In a private empty corner on the fourth floor of the garage, I met Kim. Tall and thin and still handsome, he had been one of the best photographers at Georgetown Prep, where we went to school. We had worked on the yearbook staff together. That’s the yearbook the American Stasi had examined with a microscope to find silly double-entendres and references to beer.
"Thanks for meeting me," Kim said. He looked around to make sure I hadn't been followed. Then he disappeared into the front seat of his large maroon Ford SUV. He reemerged with a manila envelope. Inside that was a smaller 5″ by 7″ envelope, and inside that was a photograph.
"Here's my retirement fund," Kim said. "I'm thinking of sending it to TMZ."
This Is the End, Beautiful Friend
He slipped out the photograph. I found myself face to, um, face with ten naked backsides. It was a photograph of ten teenagers in the middle distance at a pool party, and they were mooning the camera. You could not see any faces.

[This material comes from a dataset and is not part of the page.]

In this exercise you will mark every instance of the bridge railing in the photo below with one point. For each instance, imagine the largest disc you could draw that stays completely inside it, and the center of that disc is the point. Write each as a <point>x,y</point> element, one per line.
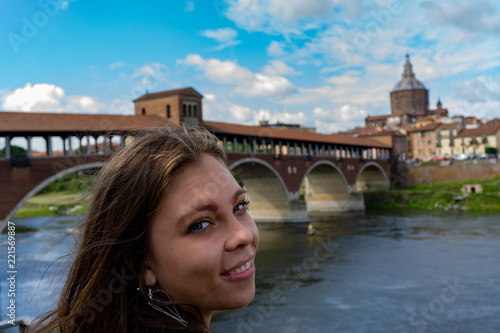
<point>278,148</point>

"This is the game-changer," Kim whispered. "It was taken in the 1980s."
A few seconds passed as I examined the picture. Imagine the ticking of a clock.

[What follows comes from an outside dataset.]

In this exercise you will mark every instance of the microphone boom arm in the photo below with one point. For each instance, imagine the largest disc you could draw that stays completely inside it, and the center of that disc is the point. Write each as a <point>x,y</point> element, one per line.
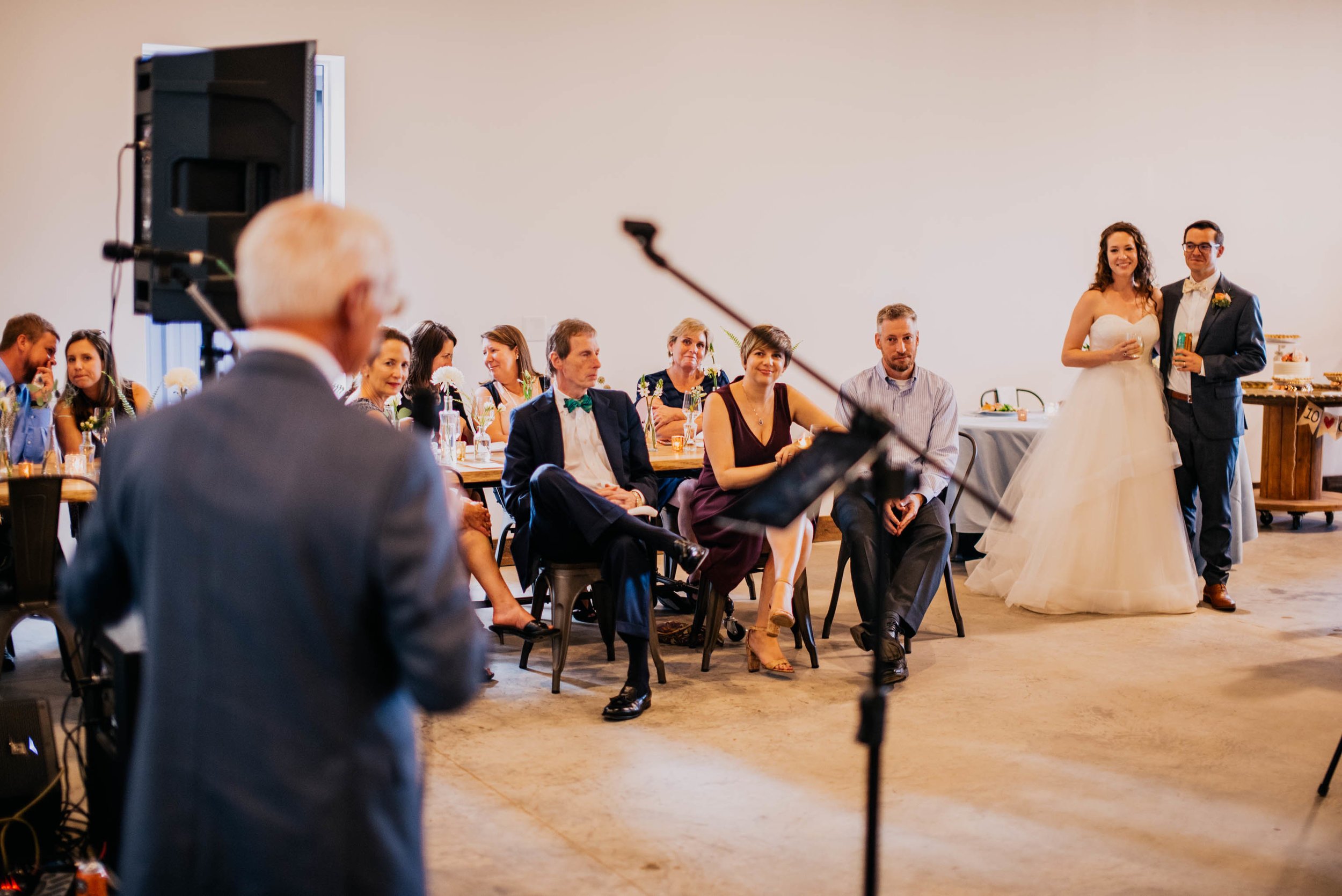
<point>643,234</point>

Then Kim and I looked at each other and burst out laughing.
It had been a joke. That is to say, Kim had indeed taken the picture at a party when we were in high school, but there was no telling who was in the shot. It might have even been guys from a different school.

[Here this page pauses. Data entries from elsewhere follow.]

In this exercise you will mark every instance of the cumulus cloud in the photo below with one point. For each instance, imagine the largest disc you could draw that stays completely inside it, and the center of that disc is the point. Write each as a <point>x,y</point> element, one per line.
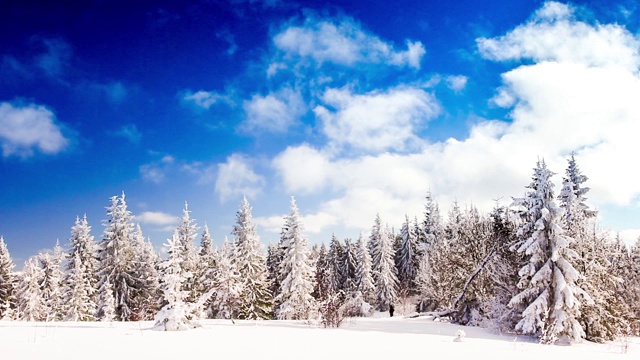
<point>30,127</point>
<point>156,171</point>
<point>377,121</point>
<point>577,91</point>
<point>456,82</point>
<point>236,177</point>
<point>203,99</point>
<point>129,132</point>
<point>156,218</point>
<point>275,112</point>
<point>553,35</point>
<point>344,43</point>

The Joke Stasi Are Listening
The point Kim was making was that we had reached an absolute and utter dead-end level of absurdity in the witch hunt over Kavanaugh. We were at the point where a silly picture of some teenagers mooning a camera thirty years ago could conceivably be entered into the Congressional Record and weaponized against us.
Why not? Our goofy high school slang was already a part of American history.
We were living in an atmosphere out of Milan Kundera's great novel The Joke, in which even gags came under intense scrutiny by the Marxist state. Indeed, one of the more tragic casualties of the new American Stasi has been humor. The punitive Woke and their obsession with itemizing everything wrong with evil America means that now nobody is even allowed to crack wise.
That would never work on my high school friends, some of the funniest people I've ever known. As I mentioned in another piece for The Stream, when media and the idiots on Capitol Hill were examining the parties discussed in an underground newspaper I had produced in the early 1980s, the other founding editor called me. "Is it too late to print a retraction?" he quipped.
Mock the Priests of Baal
The ordeal of 2018 was terrifying, to be sure. But there was also a carnival absurdity to it. The members of the American Stasi who came for us were diabolical, but also a joke. We were kids who had been raised on Mad magazine and The Bad News Bears. After the extortion threats, the media mob, and the opposition researchers, there would be room for comedy, which at its best punctures the pretentious of totalitarianism.
In his book Cold Warriors: Writers Who Waged the Literary Cold War, Duncan White notes that America once fought communism by sending forbidden book into the Eastern Europe via balloons. Oppressed people in Poland and East Germany would look up to find floating towards them balloons carrying books by Orwell and Aleksandr Solzhenitsyn. A whimsical, funny way to fight the oppressive state.
Big Brother Has No Sense of Humor
One of the most noted performances of 2018 -- aside from Christine Blasey Ford's acting debut -- was Matt Damon playing Brett on Saturday Night Live. The sketch was, yes, intended to make the judge (now justice) seem angry and unhinged. But there was also a revealing part where Brett is asked by a committee member whether he drank beer in high school. "You mean was I cool?" Kavanaugh/Damon fires back. "Yeah."
The woke liberal audience laughs, almost despite themselves. It's like they know in their hearts that a witch hunt against kids who drank beer in the 1980s made the witch hunters rather than the kids look like fools.
Even if these were the same kids who mooned a cameraman at a pool party.
So no, there ain't going to be any retraction.
Mark Judge is a writer and filmmaker in Washington, D.C.